Après trente ans de collaboration et d'amitié, François Kernéis et Yves Kerléo, décident, en même temps, d'arrêter leurs activités, respectivement dans l'iode et le pain de mer. Yves et Anne, sa femme, se retrouvent seuls, au Conquet, leurs enfants les quittant, l'un après l'autre, pour vivre leur vie. François et Estelle Lemarchand sont dans le même cas, à Paris. Pourtant, leur amitié sort renforcée de la guerre par les liens entre leur enfants.

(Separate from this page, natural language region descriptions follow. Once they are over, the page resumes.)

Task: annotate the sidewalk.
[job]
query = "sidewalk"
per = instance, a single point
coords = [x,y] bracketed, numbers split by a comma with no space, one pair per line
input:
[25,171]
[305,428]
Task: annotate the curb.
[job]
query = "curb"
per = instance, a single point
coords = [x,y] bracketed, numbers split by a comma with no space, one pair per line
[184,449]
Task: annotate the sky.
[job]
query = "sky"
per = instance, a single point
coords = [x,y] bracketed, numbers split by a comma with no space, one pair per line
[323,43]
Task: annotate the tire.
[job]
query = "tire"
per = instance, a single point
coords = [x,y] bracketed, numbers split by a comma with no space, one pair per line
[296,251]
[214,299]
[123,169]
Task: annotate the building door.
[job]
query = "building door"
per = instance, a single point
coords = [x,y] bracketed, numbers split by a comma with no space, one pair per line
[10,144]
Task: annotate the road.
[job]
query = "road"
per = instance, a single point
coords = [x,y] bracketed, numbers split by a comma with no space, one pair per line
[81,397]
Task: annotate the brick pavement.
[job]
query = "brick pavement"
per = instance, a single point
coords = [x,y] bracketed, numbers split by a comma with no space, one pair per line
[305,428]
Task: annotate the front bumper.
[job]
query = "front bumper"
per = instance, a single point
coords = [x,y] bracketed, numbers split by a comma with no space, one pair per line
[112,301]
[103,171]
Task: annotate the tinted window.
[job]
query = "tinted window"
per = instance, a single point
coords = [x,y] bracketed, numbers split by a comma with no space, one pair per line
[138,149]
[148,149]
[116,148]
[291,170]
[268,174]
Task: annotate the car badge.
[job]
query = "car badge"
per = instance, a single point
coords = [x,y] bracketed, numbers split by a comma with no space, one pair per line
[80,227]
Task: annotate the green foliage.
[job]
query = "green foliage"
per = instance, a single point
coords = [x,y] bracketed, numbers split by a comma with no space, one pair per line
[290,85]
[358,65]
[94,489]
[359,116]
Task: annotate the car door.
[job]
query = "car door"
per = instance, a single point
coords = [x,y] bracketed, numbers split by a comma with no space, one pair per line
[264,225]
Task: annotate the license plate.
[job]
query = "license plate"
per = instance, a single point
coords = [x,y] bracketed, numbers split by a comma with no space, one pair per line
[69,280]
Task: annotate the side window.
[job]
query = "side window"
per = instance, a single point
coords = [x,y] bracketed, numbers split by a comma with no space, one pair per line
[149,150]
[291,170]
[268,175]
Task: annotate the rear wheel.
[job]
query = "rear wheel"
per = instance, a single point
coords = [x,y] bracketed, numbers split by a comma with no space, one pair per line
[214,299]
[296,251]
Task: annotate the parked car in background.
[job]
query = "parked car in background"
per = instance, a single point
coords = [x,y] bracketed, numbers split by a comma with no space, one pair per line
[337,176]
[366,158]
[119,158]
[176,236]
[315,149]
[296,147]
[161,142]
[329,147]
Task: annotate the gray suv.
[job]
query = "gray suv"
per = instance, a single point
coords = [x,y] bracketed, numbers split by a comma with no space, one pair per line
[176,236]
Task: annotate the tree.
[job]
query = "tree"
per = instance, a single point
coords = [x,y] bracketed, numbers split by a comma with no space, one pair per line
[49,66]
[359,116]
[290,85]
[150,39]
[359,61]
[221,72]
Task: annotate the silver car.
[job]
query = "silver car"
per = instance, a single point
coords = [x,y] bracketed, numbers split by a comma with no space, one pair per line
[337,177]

Quand débute le roman, Gwen-Aël a 28 ans. Il termine ses études à Paris tout en assumant, du mieux qu'il le peut, la direction de la société familiale, l'usine d'iode du Conquet, que François, son père lui a laissée, deux ans plus tôt. Une rencontre dans le train qui le ramène au pays puis un accident à l'usine vont bouleverser sa vie. Confronté aux difficultés, il s'aperçoit rapidement qu'il n'est pas seul et que les nouveaux retraités ne demandent qu'à l'aider. Cet appui se révèlera-t-il suffisant pour faire redémarrer l'usine, puis pour lutter contre le déclin annoncé de l'industrie de l'iode ?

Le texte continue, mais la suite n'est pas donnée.